Cheilosia sahlbergi

Scientific classification
- Kingdom: Animalia
- Phylum: Arthropoda
- Clade: Pancrustacea
- Class: Insecta
- Order: Diptera
- Family: Syrphidae
- Genus: Cheilosia
- Species: C. sahlbergi
- Binomial name: Cheilosia sahlbergi Becker, 1894

= Cheilosia sahlbergi =

- Genus: Cheilosia
- Species: sahlbergi
- Authority: Becker, 1894

Species of fly

Cheilosia sahlbergi is a Palearctic hoverfly.

==Description==
One of the Cheilosia species with bare eyes, black legs and fused antennal pits. For identification see references.

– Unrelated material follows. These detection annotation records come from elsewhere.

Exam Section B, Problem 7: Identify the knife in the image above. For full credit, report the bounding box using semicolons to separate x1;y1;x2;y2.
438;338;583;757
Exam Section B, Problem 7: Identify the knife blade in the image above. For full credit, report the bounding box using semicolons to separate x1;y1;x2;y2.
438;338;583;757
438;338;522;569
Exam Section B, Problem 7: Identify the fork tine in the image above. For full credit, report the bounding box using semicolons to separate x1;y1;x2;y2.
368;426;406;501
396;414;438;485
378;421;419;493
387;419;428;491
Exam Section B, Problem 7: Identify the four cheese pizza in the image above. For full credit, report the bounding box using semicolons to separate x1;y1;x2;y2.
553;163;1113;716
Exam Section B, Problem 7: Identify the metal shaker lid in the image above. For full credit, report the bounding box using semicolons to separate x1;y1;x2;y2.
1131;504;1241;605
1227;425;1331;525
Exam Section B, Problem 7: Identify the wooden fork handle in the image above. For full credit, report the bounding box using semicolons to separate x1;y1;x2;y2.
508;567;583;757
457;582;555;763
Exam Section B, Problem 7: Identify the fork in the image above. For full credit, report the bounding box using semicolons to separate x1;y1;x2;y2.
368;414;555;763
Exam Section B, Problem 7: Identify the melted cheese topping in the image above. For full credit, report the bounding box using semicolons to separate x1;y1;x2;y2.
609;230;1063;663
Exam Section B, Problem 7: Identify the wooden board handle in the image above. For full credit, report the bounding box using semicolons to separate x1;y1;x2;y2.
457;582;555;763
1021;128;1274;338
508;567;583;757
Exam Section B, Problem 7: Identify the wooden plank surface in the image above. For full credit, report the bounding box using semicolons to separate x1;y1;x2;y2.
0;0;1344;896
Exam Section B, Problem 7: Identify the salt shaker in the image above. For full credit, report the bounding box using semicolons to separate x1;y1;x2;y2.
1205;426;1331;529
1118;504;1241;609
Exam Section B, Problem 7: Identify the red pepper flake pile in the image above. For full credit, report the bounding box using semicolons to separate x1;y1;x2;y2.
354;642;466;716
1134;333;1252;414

==Distribution and biology==
From Fennoscandia south through mountainous parts of Europe to the Alps, the Balkans and the Caucasus and from Britain (Scottish Highlands) eastwards through Northern Europe to the Baltic states and on to the Kola Peninsula
The habitat is near streams and base-rich flushes in moorland, montane heath, and
non-calcareous subalpine grassland. Flowers visited include Caltha palustris, Potentilla erecta, Ranunculus, Saxifraga.Flies from April to May at lower altitudes and June to July in the alpine zone. The larva has been seen feeding on Polygonum viviparum L.